Tuesday, July 5, 2011
Standard properties of a Lens
The refractive index of a lens material indicates how much the material will refract or bend light as it enters the material from air, by comparing the speed of light in a given material to the speed of light in air. The higher the index number of a given material, the more the light will refract as it enters the material. If a material has a greater ability to refract light, less of a curve is required to obtain a specific power, resulting in a thinner lens. Plastic (CR-39) and Crown Glass are considered base index with indices of 1.498 and 1.52 respectively. Materials with an index between 1.53 and 1.57 are sometimes considered mid-index, while 1.58 and greater is considered high-index. More frequently, however, anything over 1.53 is called high-index.
Specific gravity describes the density of a lens material by comparing its density to the density of water. The higher the specific gravity of a lens material, the higher the density, and consequently, the heavier a lens of that material will be for a given power and size.
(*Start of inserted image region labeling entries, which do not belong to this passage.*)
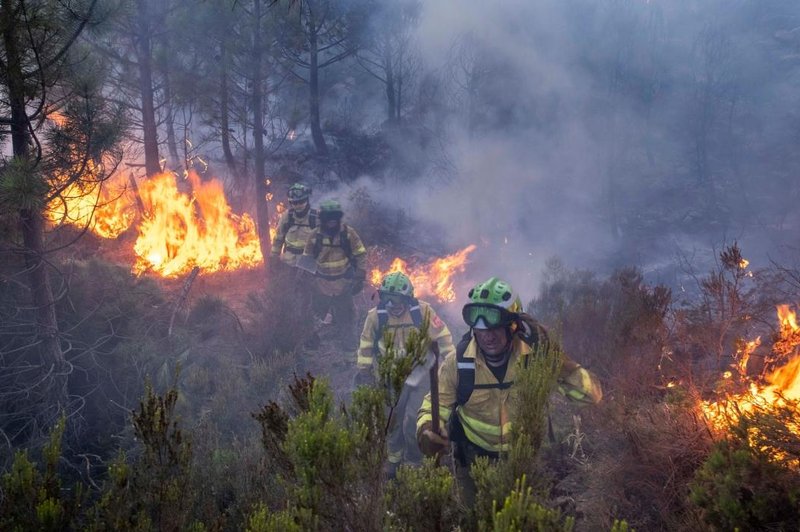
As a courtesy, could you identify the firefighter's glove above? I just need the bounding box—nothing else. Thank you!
[417,423,450,456]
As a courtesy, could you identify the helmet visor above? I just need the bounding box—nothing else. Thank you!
[461,303,515,329]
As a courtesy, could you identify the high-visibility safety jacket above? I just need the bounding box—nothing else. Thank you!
[417,337,602,453]
[303,224,367,296]
[270,209,319,266]
[356,299,456,386]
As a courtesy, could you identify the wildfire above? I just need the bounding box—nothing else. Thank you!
[370,244,476,301]
[45,171,136,238]
[133,171,262,277]
[701,305,800,433]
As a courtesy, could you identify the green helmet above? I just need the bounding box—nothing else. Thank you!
[462,277,522,329]
[287,183,311,201]
[319,199,344,222]
[378,272,414,297]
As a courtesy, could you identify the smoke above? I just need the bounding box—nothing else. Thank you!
[364,0,798,296]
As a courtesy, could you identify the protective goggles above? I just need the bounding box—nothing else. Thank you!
[378,292,408,306]
[461,303,517,329]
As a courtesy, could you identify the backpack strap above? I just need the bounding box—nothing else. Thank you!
[372,298,422,356]
[311,224,353,265]
[339,224,353,264]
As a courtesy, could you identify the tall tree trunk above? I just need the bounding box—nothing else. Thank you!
[0,0,67,406]
[164,68,178,166]
[308,25,328,155]
[219,43,237,177]
[136,0,161,176]
[383,37,397,123]
[253,0,271,269]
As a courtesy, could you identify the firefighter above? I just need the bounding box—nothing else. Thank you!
[356,272,455,477]
[298,199,367,343]
[270,183,318,269]
[417,277,603,499]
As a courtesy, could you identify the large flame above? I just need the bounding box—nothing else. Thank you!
[45,172,136,238]
[370,244,475,301]
[701,305,800,434]
[133,172,262,277]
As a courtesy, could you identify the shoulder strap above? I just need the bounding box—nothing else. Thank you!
[311,231,323,259]
[372,301,389,356]
[408,298,422,329]
[456,331,475,406]
[339,224,353,263]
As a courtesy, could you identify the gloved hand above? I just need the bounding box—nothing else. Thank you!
[417,422,450,456]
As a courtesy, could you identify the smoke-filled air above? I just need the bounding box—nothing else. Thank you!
[0,0,800,532]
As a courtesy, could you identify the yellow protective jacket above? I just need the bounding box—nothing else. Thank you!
[270,209,319,266]
[417,336,603,453]
[356,300,456,371]
[303,224,367,296]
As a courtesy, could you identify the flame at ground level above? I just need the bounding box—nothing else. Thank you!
[700,305,800,435]
[133,172,263,277]
[370,244,476,301]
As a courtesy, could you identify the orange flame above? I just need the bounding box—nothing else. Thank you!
[133,171,263,277]
[370,244,476,301]
[45,174,136,238]
[701,305,800,433]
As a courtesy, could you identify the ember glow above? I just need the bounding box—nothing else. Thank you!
[133,172,263,277]
[45,174,136,238]
[370,244,476,301]
[701,305,800,434]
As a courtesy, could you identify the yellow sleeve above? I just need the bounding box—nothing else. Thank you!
[356,309,378,369]
[347,225,367,271]
[425,303,456,360]
[303,227,319,258]
[417,353,458,436]
[270,211,289,255]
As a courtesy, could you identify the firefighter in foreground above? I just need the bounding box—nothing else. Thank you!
[356,272,455,477]
[417,277,603,497]
[298,200,367,344]
[269,183,318,271]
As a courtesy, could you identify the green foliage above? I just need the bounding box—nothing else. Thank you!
[480,475,575,532]
[611,519,636,532]
[245,504,304,532]
[94,383,195,530]
[470,336,562,526]
[529,259,672,394]
[0,157,49,210]
[254,318,434,530]
[386,458,459,530]
[690,411,800,530]
[0,415,83,531]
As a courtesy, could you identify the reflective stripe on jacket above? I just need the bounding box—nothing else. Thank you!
[356,301,455,368]
[271,209,319,266]
[417,337,602,453]
[303,224,367,296]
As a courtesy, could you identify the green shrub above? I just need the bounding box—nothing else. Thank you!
[690,440,800,530]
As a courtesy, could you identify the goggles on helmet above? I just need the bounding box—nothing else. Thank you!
[378,292,408,306]
[461,303,517,329]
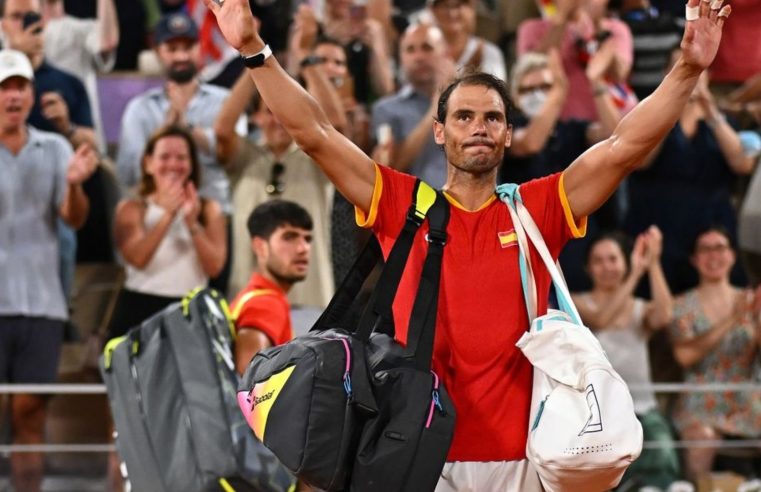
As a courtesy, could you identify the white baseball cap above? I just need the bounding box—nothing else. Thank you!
[0,50,34,83]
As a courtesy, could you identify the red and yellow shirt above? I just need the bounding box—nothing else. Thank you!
[230,273,293,345]
[357,166,586,461]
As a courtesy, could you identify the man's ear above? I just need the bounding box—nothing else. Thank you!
[433,120,445,145]
[505,124,513,148]
[251,236,267,262]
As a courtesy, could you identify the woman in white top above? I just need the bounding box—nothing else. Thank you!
[573,226,679,489]
[109,126,227,338]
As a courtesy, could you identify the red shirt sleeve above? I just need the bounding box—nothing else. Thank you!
[519,173,587,259]
[235,295,293,345]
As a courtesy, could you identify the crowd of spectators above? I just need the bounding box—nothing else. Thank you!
[0,0,761,490]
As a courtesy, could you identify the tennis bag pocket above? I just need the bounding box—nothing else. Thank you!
[238,329,373,490]
[351,342,455,492]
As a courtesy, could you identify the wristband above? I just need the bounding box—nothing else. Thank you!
[240,44,272,68]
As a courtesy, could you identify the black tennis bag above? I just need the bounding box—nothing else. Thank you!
[238,181,455,492]
[100,289,294,492]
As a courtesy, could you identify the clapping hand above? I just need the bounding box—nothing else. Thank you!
[66,144,98,185]
[155,182,185,215]
[182,182,201,227]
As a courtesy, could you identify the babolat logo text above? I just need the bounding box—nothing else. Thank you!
[254,390,275,406]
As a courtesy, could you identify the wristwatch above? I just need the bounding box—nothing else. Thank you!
[240,44,272,68]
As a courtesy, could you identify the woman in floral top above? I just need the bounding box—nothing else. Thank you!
[670,228,761,479]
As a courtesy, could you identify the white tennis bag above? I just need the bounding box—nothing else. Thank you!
[497,185,642,492]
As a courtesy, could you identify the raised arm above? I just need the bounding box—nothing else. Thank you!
[98,0,119,55]
[564,0,731,218]
[204,0,375,211]
[214,73,256,166]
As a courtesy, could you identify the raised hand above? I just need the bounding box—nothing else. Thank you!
[203,0,264,55]
[66,144,98,185]
[681,0,732,72]
[630,232,649,275]
[645,225,663,266]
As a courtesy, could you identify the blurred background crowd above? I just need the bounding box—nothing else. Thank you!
[0,0,761,490]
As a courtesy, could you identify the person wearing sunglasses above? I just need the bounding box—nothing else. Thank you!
[669,229,761,481]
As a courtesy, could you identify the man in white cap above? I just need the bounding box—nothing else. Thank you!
[0,50,97,492]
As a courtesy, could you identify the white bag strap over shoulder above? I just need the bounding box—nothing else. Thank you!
[497,183,582,324]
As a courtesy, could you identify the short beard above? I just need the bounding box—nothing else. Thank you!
[166,63,198,84]
[270,269,306,285]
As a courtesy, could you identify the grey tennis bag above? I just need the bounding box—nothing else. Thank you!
[100,289,294,492]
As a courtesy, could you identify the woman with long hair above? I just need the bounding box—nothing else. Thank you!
[669,226,761,480]
[109,126,227,338]
[573,226,679,489]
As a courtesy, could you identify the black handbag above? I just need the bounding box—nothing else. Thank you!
[238,181,455,492]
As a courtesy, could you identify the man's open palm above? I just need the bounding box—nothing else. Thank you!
[681,0,732,71]
[203,0,258,55]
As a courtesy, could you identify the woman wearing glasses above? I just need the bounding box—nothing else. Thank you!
[669,226,761,480]
[109,126,227,338]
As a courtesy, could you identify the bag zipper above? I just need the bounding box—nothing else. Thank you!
[425,371,447,429]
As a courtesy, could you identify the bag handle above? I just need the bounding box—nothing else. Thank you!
[497,184,582,324]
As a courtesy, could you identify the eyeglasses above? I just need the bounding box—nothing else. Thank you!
[264,162,285,195]
[695,244,729,255]
[518,82,552,95]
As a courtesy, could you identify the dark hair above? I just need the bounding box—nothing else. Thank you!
[436,72,513,123]
[690,224,735,254]
[247,199,312,239]
[584,231,632,270]
[138,124,201,197]
[312,34,348,55]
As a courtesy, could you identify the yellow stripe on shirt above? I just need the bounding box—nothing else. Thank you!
[354,162,383,229]
[558,173,587,238]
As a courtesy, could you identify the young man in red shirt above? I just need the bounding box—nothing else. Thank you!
[230,200,312,374]
[204,0,730,486]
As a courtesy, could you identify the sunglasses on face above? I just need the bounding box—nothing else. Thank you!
[264,162,285,195]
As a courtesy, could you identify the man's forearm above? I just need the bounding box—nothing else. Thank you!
[98,0,119,53]
[59,184,90,229]
[608,59,701,170]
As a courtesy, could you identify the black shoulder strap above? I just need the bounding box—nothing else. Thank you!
[406,192,449,370]
[310,180,436,332]
[356,180,437,340]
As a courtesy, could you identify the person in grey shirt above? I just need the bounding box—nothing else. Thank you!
[0,50,97,492]
[371,24,455,188]
[116,12,235,293]
[116,12,232,215]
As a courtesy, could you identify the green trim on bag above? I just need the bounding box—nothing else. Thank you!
[103,335,127,371]
[531,397,549,432]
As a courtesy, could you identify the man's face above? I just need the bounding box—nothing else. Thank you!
[253,224,312,284]
[434,85,512,174]
[399,25,444,86]
[156,38,201,84]
[432,0,474,35]
[0,0,44,58]
[0,77,34,130]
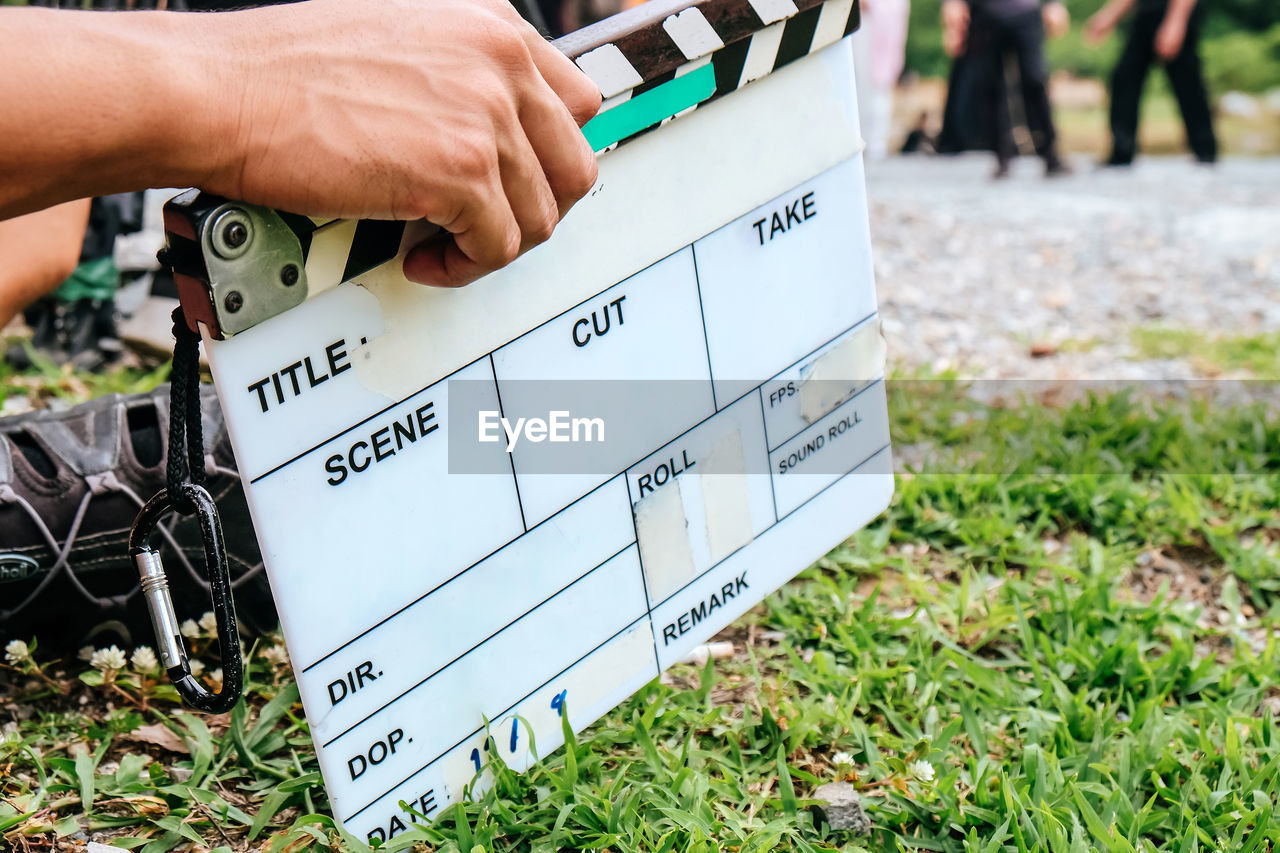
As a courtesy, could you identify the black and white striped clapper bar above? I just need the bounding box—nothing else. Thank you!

White light is composed of the visible spectrum of wavelengths each corresponding to a different color. When light enters aprismit is bent toward the base of the prism. Shorter wavelengths (e.g., violet) are bent at a greater angle than longer wavelengths (e.g., red). Since a lens can be likened to two prisms (apex to apex for a minus lens and base to base for a plus lens), light passing through a lens has a tendency to separate into its respective colors as its varying wavelengths are focused at differing points. The tendency to of a material to separate light in this manner is called chromatic aberration and is measured by its Abbe value. The Abbe value of a material is inversely proportional to the chromatic aberration induced as light passes through it. In other words, the higher the abbe value, the lower the amount of chromatic aberration. Generally speaking, the higher the index of a lens material, the higher the chromatic aberration, and the lower the Abbe value.
The reflectance of the material describes the percentage of incident light reflected from a highly polished surface of that material and is calculated from the refractive index of a material. When light hits a lens surface in air normally, the percentage of light reflected at each surface is given by:
R = (n – 1)2/(n + 1)2 * 100%
Thus a material of refractive index 1.5, has a reflectance of
(0.5/2.5)2*100 = 4% per surface
The transmittance of a lens material describes the amount of light (usually specified for a given waveband) that will pass through that material.